February Film Roundup: This month quite a few non-feature-films make it into Film Roundup. Could this be becoming... a blog?

In lieu of Television Roundup this month I'd like to put in a good word for a company I don't like very much: Amazon. Specifically, Amazon Instant Video. If you spend $8 a month on Netflix you can stream the output of their recommendation engine all day long, but if you want to watch something in particular, you're likely to be disappointed, because Netflix's selection is terrible. That's why they put so much work into the recommendation engine! From one who knows.

By contrast, Amazon Instant Video has an excellent selection of classic, arthouse, and just plain old films. I generally want to watch specific titles, and about 90% of the things I put on my wish list are available on Amazon for the price of a video rental. Remember that? Back when there were video rental stores, you could borrow some Criterion DVDs and the works of big-name arthouse directors, but could you get an obscure noir, a 1950s office comedy, or an undistinguished war movie that you only want to watch because there's a character with your name in the movie? The answer was no. Same with the public library (still a good place to borrow seasons of television though).

So we frequently purchase the time-limited right to stream a movie from Amazon. It ends up a bit more expensive than Netflix, and if we watched a movie every single night it would get pricey real fast, but it's a lot more satisfying for casual use.

We do sometimes have Netflix-style nights where we just want to watch something that's free on Amazon Prime, and unfortunately we recently encountered the worst documentary I've ever seen, a thirty-minute piece on Queen that's part of a series of terrible music documentaries. They're all rush jobs cobbled together from still photos cadged from Geocities fan pages, old television footage, and interviews from other peoples' unfinished documentaries.
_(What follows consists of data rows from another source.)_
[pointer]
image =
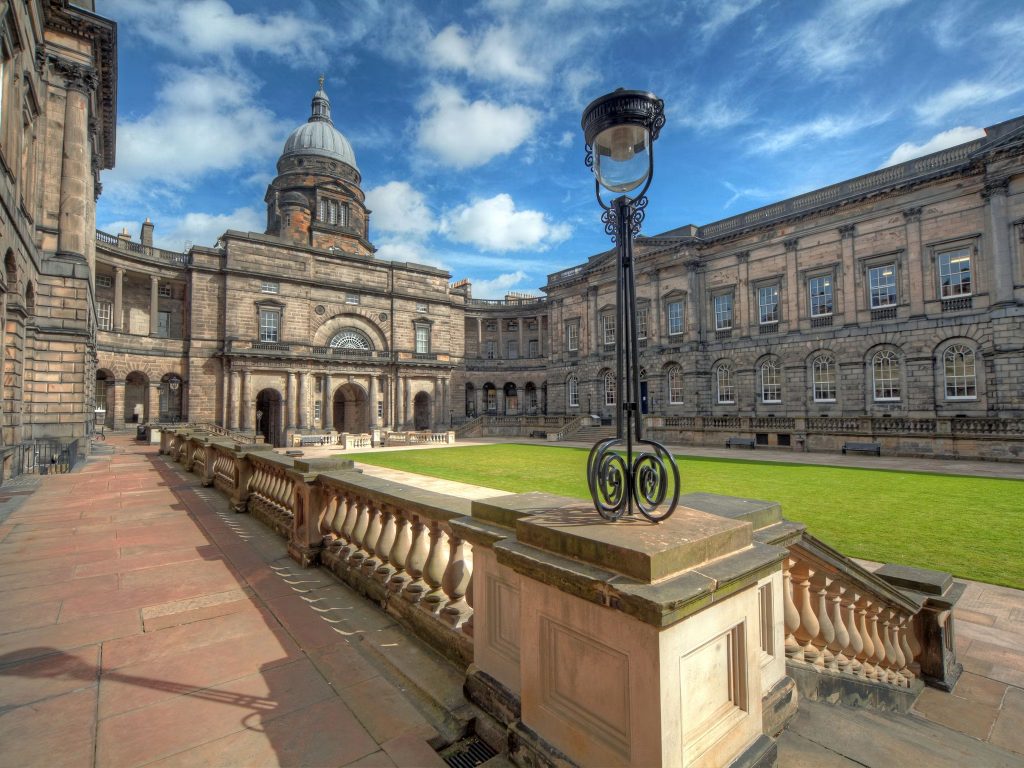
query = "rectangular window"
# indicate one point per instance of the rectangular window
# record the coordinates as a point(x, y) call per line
point(422, 339)
point(882, 283)
point(572, 336)
point(954, 273)
point(675, 317)
point(768, 304)
point(104, 315)
point(820, 293)
point(608, 330)
point(269, 323)
point(723, 311)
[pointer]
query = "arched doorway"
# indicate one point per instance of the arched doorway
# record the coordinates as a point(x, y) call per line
point(136, 401)
point(351, 410)
point(170, 398)
point(511, 399)
point(421, 411)
point(103, 396)
point(267, 417)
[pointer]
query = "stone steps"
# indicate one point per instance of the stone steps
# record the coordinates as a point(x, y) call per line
point(823, 735)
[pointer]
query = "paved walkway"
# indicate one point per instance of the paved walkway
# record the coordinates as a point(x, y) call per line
point(144, 624)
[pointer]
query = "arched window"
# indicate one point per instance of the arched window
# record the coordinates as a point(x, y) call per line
point(726, 392)
point(609, 388)
point(771, 387)
point(823, 378)
point(961, 379)
point(349, 338)
point(885, 373)
point(675, 385)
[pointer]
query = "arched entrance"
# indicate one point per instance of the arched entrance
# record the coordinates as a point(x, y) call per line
point(351, 410)
point(103, 396)
point(421, 411)
point(170, 398)
point(268, 417)
point(511, 399)
point(136, 401)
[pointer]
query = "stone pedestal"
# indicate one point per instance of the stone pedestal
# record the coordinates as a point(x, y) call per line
point(627, 643)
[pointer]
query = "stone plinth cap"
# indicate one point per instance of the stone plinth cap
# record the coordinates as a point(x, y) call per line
point(635, 547)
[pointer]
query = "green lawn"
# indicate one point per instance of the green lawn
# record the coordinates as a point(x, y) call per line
point(971, 526)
There's no Queen music in the Queen documentary. The interview subjects tell rambling stories laced with vague, inaccurate recollections. It's like Drunk History, except nobody's drunk, just frequently wrong. I know people get things wrong in interviews, but it's the filmmaker's job to fact-check and find some way of conveying the correct information, and that didn't happen here. We peeked at a couple other docs in the series and although they're all awful, only the Queen documentary was hilariously awful.